Wednesday, February 16, 2011

William Low and the Ellis Island Adventures

I'm taking a class with William Low, an Illustrator from B-B-Bronx, NY. He illustrates a lot of children books, but he also does other paintings. Most of them revolve around New York City. I wouldn't blame him. NYC is pretty happening. Sometimes.

This past Tuesday, my class, painstakingly called, "Special Projects in Art: Ellis Island," was to boat over to the historic isle and research anything about the island for the second assignment for the course. The second assignment being in traditional media (oil: classic or watermix).

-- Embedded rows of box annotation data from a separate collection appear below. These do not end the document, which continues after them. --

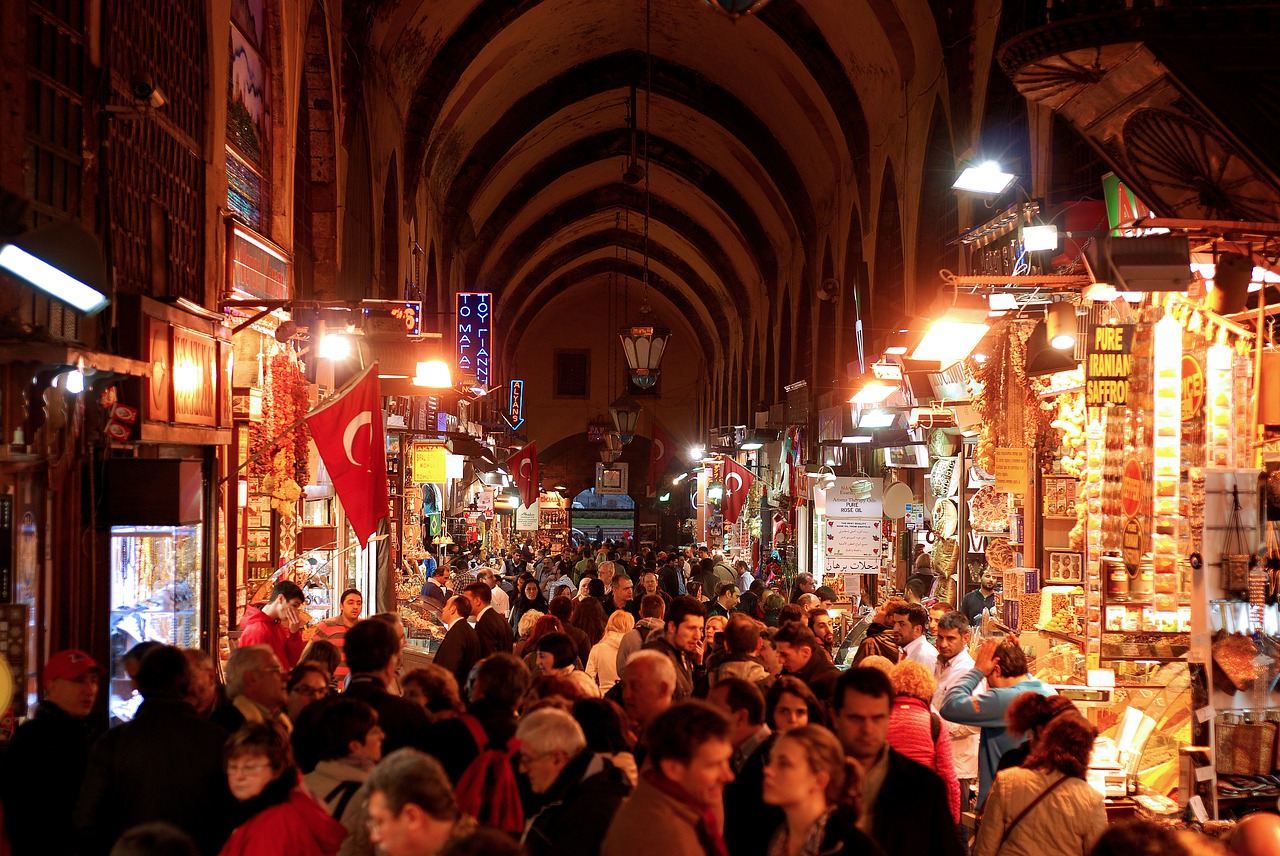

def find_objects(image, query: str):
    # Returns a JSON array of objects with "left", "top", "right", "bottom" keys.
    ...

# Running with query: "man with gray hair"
[
  {"left": 516, "top": 708, "right": 631, "bottom": 856},
  {"left": 622, "top": 649, "right": 676, "bottom": 737},
  {"left": 360, "top": 749, "right": 461, "bottom": 856},
  {"left": 210, "top": 645, "right": 293, "bottom": 738}
]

By the way, this is my first assignment for the class, which was to be completed through a Photoshop painting method. While, I'm not necessarily a stranger to the Adobe program, I definitely learned more than I expected when it comes to painting digitally.

Side by side, we were to select one of the references Low recorded himself (I think) and use a part or the whole reference to develop a painting. It's not bad, I think. Some parts could be improved. Just the water, ambiguous objects in the background, desaturating the greens, shadows---things like that.

Or everything.

Back to the story!

On Tuesday, we were to go to Ellis Island. We got there, on time for the last ferry to the island, but for some reason, almost everyone brought their X-acto knives. And for some reason, Ellis Island/Liberty Island security is tougher than most airports'. So everyone in the group missed the last boat that day.

(I think I would go into more detail, it was really funny and exciting, but it's nearly 5am, and I'm trying my best to avoid typos.)

I was able to go yesterday (Saturday), and before the museum closed, I managed to sketch out something in the inside cover of my Ellis Island Sketchbook:



It's a neat opener to the book, I think. I hope to finish the drawing of the luggage sometime soon.